I love watching my kids play. I enjoy seeing them make new friends and run around giggling. So when I saw her being bullied, I immediately got defensive of my daughter. My heart literally hurt for her and I was automatically on alert. I know my “justice” emotions can run high sometimes and there’s always hesitation in emotionally charged situations, but I realized that I’ve never had to deal with bullies of my kids before.
So what happens when we (moms) see our children being bullied? What should we do? Honestly, I don’t know that I have the answer. I’ll share what I did and what others have told me they did which seemed to work.
1. Kindly talk to the child who’s being a bully and ask for appropriate behavior.

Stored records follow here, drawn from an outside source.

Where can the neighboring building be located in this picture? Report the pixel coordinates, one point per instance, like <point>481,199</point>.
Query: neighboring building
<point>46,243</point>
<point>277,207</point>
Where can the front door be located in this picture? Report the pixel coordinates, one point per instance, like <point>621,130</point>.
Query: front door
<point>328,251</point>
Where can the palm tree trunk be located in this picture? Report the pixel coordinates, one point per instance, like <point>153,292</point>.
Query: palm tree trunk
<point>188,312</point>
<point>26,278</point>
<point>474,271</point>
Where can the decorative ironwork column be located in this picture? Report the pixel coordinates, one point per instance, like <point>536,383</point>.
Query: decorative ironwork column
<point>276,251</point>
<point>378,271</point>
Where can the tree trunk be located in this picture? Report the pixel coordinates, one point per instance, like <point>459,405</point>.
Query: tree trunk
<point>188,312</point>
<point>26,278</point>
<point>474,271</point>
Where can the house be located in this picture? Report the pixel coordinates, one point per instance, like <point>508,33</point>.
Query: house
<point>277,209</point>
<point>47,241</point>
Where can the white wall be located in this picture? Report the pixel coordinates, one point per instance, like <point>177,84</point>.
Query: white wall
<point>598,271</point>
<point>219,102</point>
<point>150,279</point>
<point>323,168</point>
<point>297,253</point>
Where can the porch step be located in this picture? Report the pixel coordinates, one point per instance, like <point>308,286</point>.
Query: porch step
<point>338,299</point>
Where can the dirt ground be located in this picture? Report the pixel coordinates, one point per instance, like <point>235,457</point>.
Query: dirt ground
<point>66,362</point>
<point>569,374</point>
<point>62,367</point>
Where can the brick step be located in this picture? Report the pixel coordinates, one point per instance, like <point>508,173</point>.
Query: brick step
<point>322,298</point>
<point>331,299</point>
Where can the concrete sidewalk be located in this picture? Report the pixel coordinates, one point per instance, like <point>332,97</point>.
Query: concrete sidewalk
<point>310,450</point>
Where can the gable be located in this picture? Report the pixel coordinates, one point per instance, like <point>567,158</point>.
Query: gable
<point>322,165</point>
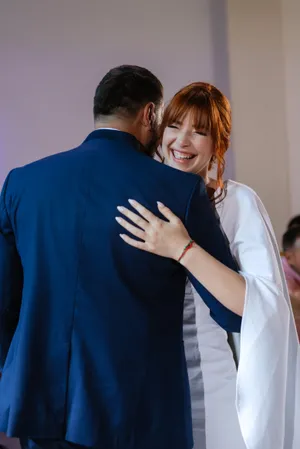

I know my own kids, who are expected to treat others kindly, do not always do so. Granted I am usually watching them so as soon as I see them treat someone unkindly I go to them and correct it myself so that others don’t have to. However, on the off-chance that I didn’t see something, I’d want another mom to speak kindly to my kids, especially on the first offense.
2. If the behavior keeps happening, talk with him/her more firmly.
In the above situation with Claire, I scolded him. I instructed him that his actions toward Claire are not acceptable and that he needed to go find someone else to play with. In his mind, he may have been “playing”, or trying to, even though her response should’ve told him otherwise. So I told him, firmly but not mean.
3. Ask where his/her parent is.
This was my next step should the boy not stop antagonizing my daughter. I was going to tattle on him. The reaction of his mom would’ve told me whether she accepted his behavior or not, and also what may be influencing his behavior. This information would help me ascertain how to proceed if I needed to.
4. If the other parent is either apathetic to their child’s behavior or unwilling to address it, then I will remove my child from the environment.
We would have left the park and played elsewhere. I won’t stand by and let my child be bullied. I will stick up for her but if it’s goes unheeded then it’s no skin off my back to find another activity that will allow my child some peace while she plays.
5. Follow up with your own child.
Ask questions about what happened, let him/her tell you how they felt in that situation. Identify with their perspective, be empathetic to their role. I’ve been bullied before, I can relate my own feelings to her so she knows that I know how she feels. Talk about why God wants us to be kind to other people, reiterate the values that you want your child to display, whether or not other people are nice back.
6. Pray with them!
Pray that God’s love for other people would permeate through their hearts and that they would treat others kindly despite how they are treated. Also pray that they’d see their worth and that their perspective would come from what God thinks of them rather than from how other people treat them. Pray for the other child, the bully, to be redeemed from the mindset of bullying by recognizing the love God has for them and that they’d turn away from their sin of hurting people with their words and actions and turn to Christ who can set them free from sin. Pray for all parents involved as well. When our kids see us going to God on behalf of their hurts, they learn to do likewise.